The Golden Venture and Sentenced Home are two documentaries that tackle the issue of illegal immigration in the United States from the point of view of the immigrants.  They document the struggles of getting here to begin with, of building a life here once arrived, and then having that life ripped away with the threat of deportation.

The Golden Venture was a smuggle ship that brought 286 Chinese immigrants from Fujian Province, China, to New York.  However, the ship was met with difficulties, and the passengers ended up having to jump off board into the freezing water and swim to shore.  Ten people drowned, and the rest were rounded up by the Immigration and Naturalization Service, after having paid $30,000 for this trip.  Half of them were sent back to China, and the other half spent up to four years imprisoned.  One of the deportees paid another $50,000 to be brought back to America.  One of them tried to come to the U.S three separate times (The Golden Venture being the second) and was deported all three times.  Upon being sent back to China, many of the exiles were beaten and forcibly sterilized.  The ones that haven’t been deported live in constant fear of it, knowing full well they could be forced to give up everything they’ve built here and leave the country.
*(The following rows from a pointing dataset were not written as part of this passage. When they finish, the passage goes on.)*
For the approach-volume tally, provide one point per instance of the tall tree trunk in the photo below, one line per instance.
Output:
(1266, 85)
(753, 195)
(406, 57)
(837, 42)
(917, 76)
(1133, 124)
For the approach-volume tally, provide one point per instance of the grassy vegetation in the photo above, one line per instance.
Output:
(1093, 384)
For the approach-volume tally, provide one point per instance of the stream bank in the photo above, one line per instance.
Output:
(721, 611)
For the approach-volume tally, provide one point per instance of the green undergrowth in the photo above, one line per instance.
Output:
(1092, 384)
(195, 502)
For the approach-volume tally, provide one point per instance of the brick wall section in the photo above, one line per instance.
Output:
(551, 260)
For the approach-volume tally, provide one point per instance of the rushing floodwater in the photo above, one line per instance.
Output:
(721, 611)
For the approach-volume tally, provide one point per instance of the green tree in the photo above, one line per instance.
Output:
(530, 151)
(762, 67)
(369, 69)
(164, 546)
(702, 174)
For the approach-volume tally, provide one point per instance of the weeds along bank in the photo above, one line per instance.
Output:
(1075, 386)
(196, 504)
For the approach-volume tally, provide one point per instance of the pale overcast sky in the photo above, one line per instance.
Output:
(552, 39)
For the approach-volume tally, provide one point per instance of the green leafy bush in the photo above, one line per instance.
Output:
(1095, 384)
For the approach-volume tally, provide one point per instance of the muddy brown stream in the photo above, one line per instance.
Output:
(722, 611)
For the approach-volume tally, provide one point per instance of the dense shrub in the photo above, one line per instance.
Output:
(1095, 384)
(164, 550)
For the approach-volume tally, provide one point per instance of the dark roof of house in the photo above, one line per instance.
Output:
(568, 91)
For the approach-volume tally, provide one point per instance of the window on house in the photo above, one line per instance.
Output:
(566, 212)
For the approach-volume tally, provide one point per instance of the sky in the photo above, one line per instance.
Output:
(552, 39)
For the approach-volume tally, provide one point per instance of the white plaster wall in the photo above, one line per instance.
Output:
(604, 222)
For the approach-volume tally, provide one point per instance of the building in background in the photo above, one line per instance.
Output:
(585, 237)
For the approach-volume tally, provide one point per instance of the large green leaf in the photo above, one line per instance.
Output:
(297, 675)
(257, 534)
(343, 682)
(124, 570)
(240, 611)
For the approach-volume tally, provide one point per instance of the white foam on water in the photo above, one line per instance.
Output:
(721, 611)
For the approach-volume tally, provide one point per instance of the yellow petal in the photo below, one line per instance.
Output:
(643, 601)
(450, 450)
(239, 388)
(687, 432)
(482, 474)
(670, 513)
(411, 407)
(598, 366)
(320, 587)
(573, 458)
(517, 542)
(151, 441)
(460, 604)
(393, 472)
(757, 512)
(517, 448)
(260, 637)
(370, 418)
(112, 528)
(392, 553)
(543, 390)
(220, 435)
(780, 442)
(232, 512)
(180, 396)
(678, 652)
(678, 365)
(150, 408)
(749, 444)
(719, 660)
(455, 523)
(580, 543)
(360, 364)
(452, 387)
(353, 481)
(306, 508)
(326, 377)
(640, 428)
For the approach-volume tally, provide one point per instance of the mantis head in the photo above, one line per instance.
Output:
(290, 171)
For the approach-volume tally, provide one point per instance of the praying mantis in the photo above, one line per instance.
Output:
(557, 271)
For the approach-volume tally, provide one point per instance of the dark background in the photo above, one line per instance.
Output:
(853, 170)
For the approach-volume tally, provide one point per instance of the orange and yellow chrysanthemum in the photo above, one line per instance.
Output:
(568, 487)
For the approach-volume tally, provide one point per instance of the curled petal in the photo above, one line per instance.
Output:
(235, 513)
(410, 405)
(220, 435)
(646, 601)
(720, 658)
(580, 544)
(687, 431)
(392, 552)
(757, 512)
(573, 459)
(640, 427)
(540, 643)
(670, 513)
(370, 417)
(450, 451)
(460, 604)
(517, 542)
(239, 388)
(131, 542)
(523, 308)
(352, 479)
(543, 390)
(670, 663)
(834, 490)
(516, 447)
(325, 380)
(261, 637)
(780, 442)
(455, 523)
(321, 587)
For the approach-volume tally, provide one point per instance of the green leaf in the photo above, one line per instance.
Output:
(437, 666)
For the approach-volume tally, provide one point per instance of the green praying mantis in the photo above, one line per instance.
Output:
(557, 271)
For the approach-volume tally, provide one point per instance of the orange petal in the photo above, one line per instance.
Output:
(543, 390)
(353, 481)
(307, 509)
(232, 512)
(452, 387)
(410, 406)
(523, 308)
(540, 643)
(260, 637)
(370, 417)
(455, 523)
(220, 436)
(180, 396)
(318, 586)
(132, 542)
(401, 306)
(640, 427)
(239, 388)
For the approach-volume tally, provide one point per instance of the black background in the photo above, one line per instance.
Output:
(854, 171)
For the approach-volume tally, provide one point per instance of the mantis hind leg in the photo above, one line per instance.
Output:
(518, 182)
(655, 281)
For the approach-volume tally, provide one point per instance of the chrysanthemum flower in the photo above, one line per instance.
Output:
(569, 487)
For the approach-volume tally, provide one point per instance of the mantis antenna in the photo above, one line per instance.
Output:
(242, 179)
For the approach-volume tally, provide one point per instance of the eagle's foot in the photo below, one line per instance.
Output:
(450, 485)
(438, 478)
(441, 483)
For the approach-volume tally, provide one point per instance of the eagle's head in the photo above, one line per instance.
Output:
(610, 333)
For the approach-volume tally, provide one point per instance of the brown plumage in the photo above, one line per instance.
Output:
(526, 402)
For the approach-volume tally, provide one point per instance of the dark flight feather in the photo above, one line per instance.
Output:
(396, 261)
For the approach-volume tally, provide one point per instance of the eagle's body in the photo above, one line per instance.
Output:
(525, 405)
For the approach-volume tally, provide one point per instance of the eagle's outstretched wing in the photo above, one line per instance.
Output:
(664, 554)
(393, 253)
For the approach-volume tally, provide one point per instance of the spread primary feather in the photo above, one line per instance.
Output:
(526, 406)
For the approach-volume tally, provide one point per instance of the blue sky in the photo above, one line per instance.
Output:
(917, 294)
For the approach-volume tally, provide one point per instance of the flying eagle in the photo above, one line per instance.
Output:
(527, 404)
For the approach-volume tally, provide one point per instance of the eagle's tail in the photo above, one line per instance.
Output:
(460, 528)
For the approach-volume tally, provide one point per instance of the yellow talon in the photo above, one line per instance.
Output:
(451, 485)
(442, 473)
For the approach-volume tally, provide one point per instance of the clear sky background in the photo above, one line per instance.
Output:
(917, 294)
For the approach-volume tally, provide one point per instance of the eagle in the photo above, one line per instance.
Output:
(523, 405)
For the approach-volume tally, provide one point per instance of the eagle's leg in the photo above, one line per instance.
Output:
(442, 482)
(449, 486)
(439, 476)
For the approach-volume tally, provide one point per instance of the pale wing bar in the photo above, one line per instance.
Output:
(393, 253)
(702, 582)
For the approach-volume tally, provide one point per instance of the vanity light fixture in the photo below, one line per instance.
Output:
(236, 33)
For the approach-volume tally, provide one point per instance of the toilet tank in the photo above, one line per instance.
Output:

Sentenced Home focused on three Cambodian immigrants living in Seattle.  They were admitted into the United States of America as Cambodian refugees, and not smuggled illegal immigrants.  However, they have all committed crimes and been convicted of them.  The INS holds strict laws regarding non-citizens and infringements on the law.  So, the convictions led to the INS either deporting them, or threatening to.  The film depicted this as the men being punished for crimes they had already paid for.  Of the two that were sent back to Cambodia, one of them—Lun- built some semblance of a life for himself, while the other—Kim Ho Ma—fell back into old habits of petty crimes.   Many Uch wasn’t deported, but is in danger of it every day.

Both of these movies paint a grim picture of what non-citizens go through living in the United States.  They are not afforded the basic rights that most Americans enjoy.  It was enlightening because it shed a lot of light on the nature of immigration laws, how strict they are, and what factors could be the difference between someone staying here of being deported.